A load-following operation in APR+ nuclear plants is necessary to reduce the need to adjust the boric acid concentration and to efficiently control the control rods for flexible operation. In particular, a disproportion in the axial flux distribution, which is normally caused by a load-following operation in a reactor core, causes xenon oscillation because the absorption cross-section of xenon is extremely large and its effects in a reactor are delayed by the iodine precursor. A model predictive control (MPC) method was used to design an automatic load-following controller for the integrated thermal power level and axial shape index (ASI) control for APR+ nuclear plants. Some tracking controllers employ the current tracking command only. On the other hand, the MPC can achieve better tracking performance because it considers future commands in addition to the current tracking command.

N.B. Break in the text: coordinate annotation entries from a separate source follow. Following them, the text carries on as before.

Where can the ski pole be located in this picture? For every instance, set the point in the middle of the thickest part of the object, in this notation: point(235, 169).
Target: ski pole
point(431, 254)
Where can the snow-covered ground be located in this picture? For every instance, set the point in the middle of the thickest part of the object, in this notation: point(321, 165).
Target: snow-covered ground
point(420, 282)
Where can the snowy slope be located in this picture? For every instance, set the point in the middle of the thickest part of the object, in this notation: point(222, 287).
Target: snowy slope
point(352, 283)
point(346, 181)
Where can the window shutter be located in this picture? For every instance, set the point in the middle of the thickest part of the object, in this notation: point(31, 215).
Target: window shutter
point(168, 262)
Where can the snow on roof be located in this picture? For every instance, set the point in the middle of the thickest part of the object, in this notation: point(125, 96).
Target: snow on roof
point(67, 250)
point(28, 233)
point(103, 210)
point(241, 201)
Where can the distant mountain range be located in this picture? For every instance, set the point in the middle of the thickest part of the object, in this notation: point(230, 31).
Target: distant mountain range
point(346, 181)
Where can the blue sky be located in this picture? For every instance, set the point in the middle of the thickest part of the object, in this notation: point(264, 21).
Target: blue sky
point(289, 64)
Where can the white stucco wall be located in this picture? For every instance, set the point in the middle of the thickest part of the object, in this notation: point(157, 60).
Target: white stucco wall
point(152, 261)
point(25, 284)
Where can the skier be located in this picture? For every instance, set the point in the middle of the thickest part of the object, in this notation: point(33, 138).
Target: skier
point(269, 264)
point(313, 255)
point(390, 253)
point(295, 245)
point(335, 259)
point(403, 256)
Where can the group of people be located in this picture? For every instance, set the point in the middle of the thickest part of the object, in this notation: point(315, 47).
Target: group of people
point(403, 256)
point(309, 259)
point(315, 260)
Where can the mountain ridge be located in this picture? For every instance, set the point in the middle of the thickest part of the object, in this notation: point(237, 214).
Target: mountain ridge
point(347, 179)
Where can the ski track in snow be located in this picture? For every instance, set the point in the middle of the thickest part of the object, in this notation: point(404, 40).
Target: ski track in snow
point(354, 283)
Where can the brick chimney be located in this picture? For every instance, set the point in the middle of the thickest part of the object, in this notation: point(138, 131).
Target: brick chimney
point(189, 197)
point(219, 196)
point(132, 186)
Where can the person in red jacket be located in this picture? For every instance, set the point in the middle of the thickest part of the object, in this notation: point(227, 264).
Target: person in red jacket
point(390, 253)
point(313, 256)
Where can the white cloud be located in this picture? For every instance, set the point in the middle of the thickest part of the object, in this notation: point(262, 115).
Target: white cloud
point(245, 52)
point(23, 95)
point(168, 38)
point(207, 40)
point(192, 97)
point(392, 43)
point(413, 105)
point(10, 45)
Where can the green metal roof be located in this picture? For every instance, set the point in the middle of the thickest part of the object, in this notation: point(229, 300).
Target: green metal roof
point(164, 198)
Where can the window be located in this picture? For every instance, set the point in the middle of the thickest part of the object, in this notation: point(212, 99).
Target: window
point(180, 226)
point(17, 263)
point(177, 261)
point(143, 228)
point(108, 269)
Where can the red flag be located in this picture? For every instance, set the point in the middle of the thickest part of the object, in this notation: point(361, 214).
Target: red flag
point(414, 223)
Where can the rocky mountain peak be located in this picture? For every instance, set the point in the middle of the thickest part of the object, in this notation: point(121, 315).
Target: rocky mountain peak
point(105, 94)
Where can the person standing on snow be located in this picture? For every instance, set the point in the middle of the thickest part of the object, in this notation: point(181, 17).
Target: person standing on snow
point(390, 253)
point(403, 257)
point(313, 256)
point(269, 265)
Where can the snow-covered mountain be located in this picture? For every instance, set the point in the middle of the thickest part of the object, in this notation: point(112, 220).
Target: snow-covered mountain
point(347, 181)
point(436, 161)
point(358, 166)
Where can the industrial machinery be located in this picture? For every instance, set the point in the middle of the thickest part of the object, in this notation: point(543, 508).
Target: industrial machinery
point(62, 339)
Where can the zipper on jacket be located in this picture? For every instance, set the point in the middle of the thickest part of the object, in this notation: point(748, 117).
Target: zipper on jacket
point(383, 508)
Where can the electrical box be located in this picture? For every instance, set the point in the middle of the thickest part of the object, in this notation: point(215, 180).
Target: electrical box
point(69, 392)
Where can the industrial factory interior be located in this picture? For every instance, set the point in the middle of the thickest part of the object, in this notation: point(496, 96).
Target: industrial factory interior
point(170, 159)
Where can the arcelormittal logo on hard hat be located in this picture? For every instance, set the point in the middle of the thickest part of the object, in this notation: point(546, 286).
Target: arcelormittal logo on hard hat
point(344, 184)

The basic concept of the MPC is to solve an optimization problem for generating finite future control inputs at the current time and to implement as the current control input only the first control input among the solutions of the finite time steps. At the next time step, the procedure to solve the optimization problem is then repeated. The support vector regression (SVR) model that is used widely for function approximation problems is used to predict the future outputs based on previous inputs and outputs. In addition, a genetic algorithm is employed to minimize the objective function of a MPC control algorithm with multiple constraints. The power level and ASI are controlled by regulating the control banks and part-strength control banks together with an automatic adjustment of the boric acid concentration. The 3-dimensional MASTER code, which models APR+ nuclear plants, is interfaced to the proposed controller to confirm the performance of the controlling reactor power level and ASI. Numerical simulations showed that the proposed controller exhibits very fast tracking responses.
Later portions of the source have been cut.